Er zijn weinig zoetwaterbellen op Schouwen-Duiveland. Het grondwater is over het algemeen brak, waardoor het maken van zoetwaterputten geen zin heeft. De noodkreet van Nicole Gijzel laat zien, dat de provincie zich te lang heeft opgesloten in zijn zoutwatercocon en het primaire belang van zoet water voor de mens steeds heeft genegeerd. Het kwaad is al geschied en lange tijd aan de gang. De provincie is ver over tijd met haar eerste voorzichtige pogingen om wat zorg te tonen voor zoet water. Echt zoetwaterbeleid voeren zit er vooralsnog niet in. De zoute wateren en de gemaakte zoutwatermilieus in het Zeeuwse land lijken daarvan geen schade te mogen ondervinden. Andersom doet de provincie het voorkomen alsof de schade wat betreft zoetwaterproblemen wel meevalt. Men handhaaft het primaire zoutwaterbeleid en het stimuleren van zoutwatermilieus op het land. Het bekendste project op Schouwen is plan Tureluur. Het versterkt de verzilting van het grondwater.

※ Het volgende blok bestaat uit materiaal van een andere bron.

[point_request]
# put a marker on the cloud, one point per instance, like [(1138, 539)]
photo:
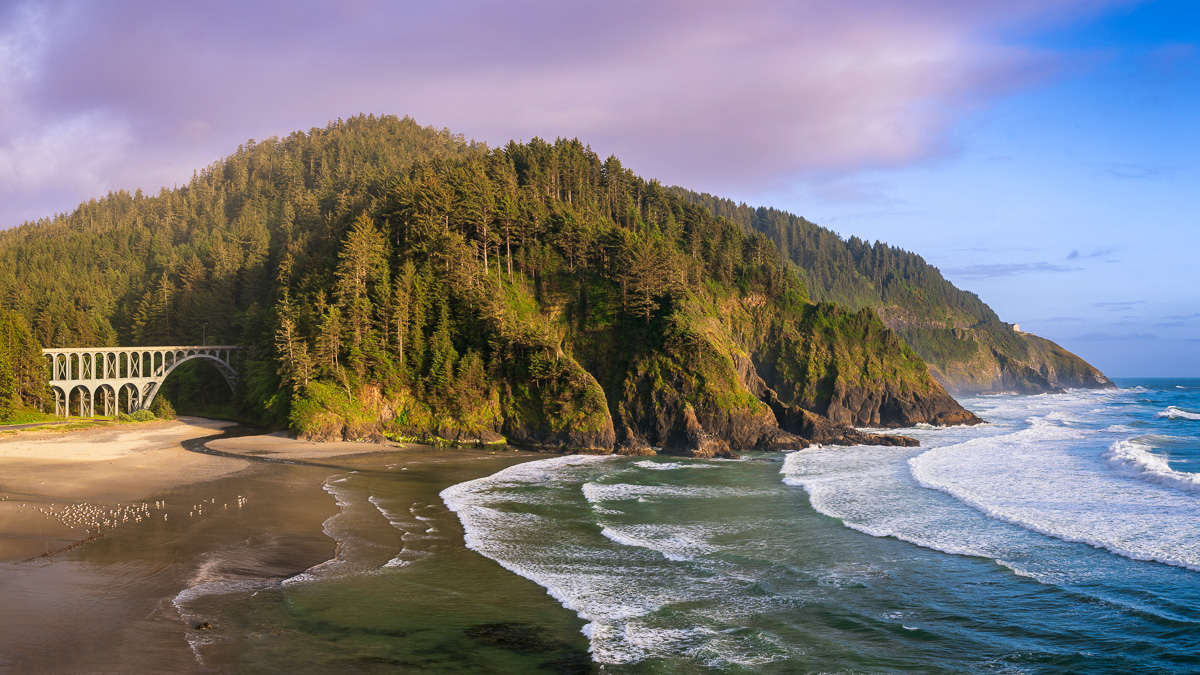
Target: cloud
[(1060, 320), (1109, 338), (1137, 172), (1097, 254), (991, 270), (706, 94), (1120, 305)]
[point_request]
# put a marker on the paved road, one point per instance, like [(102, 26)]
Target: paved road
[(34, 424)]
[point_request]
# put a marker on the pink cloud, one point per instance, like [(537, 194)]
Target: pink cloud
[(700, 93)]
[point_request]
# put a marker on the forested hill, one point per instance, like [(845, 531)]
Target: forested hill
[(969, 348), (397, 280)]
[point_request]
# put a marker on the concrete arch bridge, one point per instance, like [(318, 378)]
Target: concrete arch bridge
[(83, 377)]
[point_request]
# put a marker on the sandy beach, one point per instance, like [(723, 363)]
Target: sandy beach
[(121, 542), (55, 484)]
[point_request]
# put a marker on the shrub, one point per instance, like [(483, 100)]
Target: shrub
[(162, 408)]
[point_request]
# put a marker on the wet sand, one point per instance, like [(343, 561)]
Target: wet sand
[(58, 488), (78, 598)]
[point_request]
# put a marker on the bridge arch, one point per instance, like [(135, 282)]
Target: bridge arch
[(135, 374)]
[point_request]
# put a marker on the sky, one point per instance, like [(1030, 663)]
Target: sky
[(1041, 153)]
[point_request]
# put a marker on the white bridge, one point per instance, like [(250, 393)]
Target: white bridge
[(81, 377)]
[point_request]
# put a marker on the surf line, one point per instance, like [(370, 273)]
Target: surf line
[(201, 446)]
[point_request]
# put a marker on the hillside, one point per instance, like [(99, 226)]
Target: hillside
[(967, 347), (399, 280)]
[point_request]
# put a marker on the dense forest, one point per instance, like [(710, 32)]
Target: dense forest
[(967, 346), (22, 366), (399, 280)]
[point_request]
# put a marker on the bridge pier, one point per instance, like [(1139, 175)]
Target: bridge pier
[(111, 371)]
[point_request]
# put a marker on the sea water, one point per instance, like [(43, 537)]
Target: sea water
[(1063, 536)]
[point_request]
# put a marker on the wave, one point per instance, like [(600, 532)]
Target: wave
[(1133, 458), (1174, 412), (1042, 481), (667, 465)]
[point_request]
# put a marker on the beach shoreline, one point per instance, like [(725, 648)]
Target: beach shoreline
[(51, 479), (132, 595)]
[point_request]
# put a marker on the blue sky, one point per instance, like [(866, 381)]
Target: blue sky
[(1041, 153), (1071, 207)]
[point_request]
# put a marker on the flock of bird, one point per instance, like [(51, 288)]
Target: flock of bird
[(95, 518)]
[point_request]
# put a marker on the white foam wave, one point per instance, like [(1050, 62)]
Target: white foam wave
[(597, 493), (1174, 412), (677, 543), (1039, 479), (615, 583), (1133, 458), (669, 465)]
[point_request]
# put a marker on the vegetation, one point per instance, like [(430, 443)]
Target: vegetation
[(399, 280), (22, 370), (952, 329)]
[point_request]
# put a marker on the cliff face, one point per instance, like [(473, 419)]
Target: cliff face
[(742, 374), (994, 358)]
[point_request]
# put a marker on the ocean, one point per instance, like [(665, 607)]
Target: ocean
[(1063, 536)]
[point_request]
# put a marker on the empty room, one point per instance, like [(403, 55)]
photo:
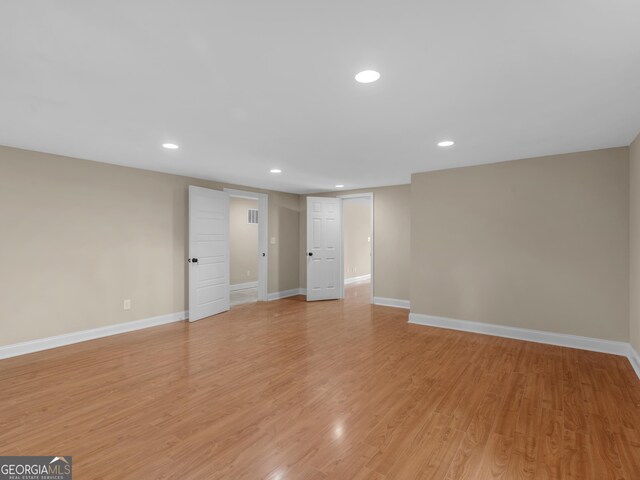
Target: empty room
[(320, 240)]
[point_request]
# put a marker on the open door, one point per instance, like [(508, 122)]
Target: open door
[(208, 252), (324, 248)]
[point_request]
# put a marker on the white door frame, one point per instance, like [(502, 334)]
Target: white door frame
[(368, 195), (263, 236)]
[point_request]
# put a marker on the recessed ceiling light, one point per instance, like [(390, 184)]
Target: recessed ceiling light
[(367, 76)]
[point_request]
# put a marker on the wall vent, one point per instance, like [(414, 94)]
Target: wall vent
[(252, 215)]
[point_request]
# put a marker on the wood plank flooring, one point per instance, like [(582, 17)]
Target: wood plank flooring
[(328, 390)]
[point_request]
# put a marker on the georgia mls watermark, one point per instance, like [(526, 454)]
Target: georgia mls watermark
[(35, 468)]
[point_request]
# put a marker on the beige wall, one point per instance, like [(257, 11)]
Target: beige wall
[(79, 237), (634, 274), (243, 242), (357, 230), (391, 230), (541, 243)]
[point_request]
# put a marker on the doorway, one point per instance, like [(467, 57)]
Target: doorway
[(357, 218), (247, 247)]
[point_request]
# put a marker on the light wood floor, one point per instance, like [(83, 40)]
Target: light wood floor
[(290, 390)]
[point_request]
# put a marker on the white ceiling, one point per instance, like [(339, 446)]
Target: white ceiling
[(245, 86)]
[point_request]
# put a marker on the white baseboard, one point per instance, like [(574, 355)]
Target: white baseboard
[(361, 278), (243, 286), (634, 360), (286, 294), (538, 336), (391, 302), (32, 346)]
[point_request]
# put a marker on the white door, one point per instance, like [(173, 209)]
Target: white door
[(208, 252), (324, 248)]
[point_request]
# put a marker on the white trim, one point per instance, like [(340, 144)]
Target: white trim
[(287, 293), (31, 346), (361, 278), (243, 286), (634, 360), (372, 230), (391, 302), (263, 236), (538, 336)]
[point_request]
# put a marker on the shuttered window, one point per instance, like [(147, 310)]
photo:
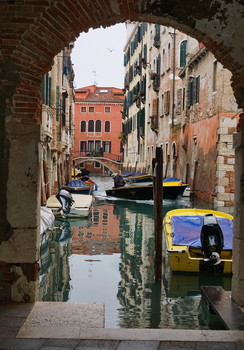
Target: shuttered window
[(83, 126)]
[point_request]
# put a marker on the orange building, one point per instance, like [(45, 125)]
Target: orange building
[(98, 124)]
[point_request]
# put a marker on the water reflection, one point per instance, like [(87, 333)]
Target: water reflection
[(109, 258)]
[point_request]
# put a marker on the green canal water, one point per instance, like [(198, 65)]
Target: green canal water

Hoewel in de delta het gedrag en de invloed op elkaar van zoet- en zoutwaterbeleid niet te scheiden zijn, zoekt de provincie nu toch eenzijdig doekjes voor het bloeden op de eilanden voor het zoete water. Men wil daarmee uitstel kopen om zoetwaterbeleid nog niet primair te hoeven stellen. In het artikel van H2O wordt enerzijds gedacht aan lokale oplossingen, zoals druppelirrigatie, opslag van regenwater in bassins en bodem of hergebruik van restwater, anderzijds aan de aanvoer van zoet water van elders via pijpleidingen. Witteveen +Bos heeft in opdracht van de provincie naar de mogelijkheden van die aanvoer een verkenning uitgevoerd. Uit het verhaal van de akkerbouwer blijkt al, dat van de eerste groep aan geopperde mogelijkheden weinig verwacht mag worden. Hooguit hier en daar iets lokaal. Dat de variant van de Noorder Krammer voor kunstmatige zoetwateraanvoer afvalt is logisch, want de Noorder Krammer heeft o.a. last van verzilting door het zoute Grevelingenmeer. De meest logische variant is het Haringvliet, maar zal tevens wel de duurste zijn. De kosten van de 6 varianten variëren van 40 tot 180 miljoen euro. De jaarlijkse gebruikskosten, denk aan energieverbruik, worden geraamd op 0.8 tot 3,6 miljoen. De provincie is van die formidabele bedragen geschrokken en gaat kijken naar de haalbaarheid o.a. door na te gaan in hoeverre de boeren financieel willen bijdragen aan de zoetwateraanvoer. Kan men het als overheid ‘nog zouter maken’?

Het kunstmatige Grevelingenmeer was van oudsher (Deltaplan) bedoeld als zoet meer. Oorspronkelijk ook de Oosterschelde. Was dit gerealiseerd dan waren we nu niet in deze problematiek verzeild geraakt. De provincie houdt echter halsstarrig vast aan wateren met een maximaal zoutgehalte. Zo houden de Oosterschelde en Grevelingen het grondwater van Schouwen-Duiveland in een verziltende wurggreep. De provincie is zelf verantwoordelijk voor de onthoudbare situatie van de zoetwaterhuishouding op het eiland. Wel heeft men honderden miljoenen uit de algemene middelen over voor aanvullende wensen voor zoutwatermilieus, waaronder een nieuwe 10x zo grote sluis in de Brouwersdam, maar wil men niet ruiterlijk de kosten aanvaarden voor alle schade die aangericht wordt. De natuurlijke aanvoer van rivierwater onder vrij verval wordt als ongewenst geblokkeerd. De reden dat daar onvoldoende water voor zou zijn, is gezocht en niet juist.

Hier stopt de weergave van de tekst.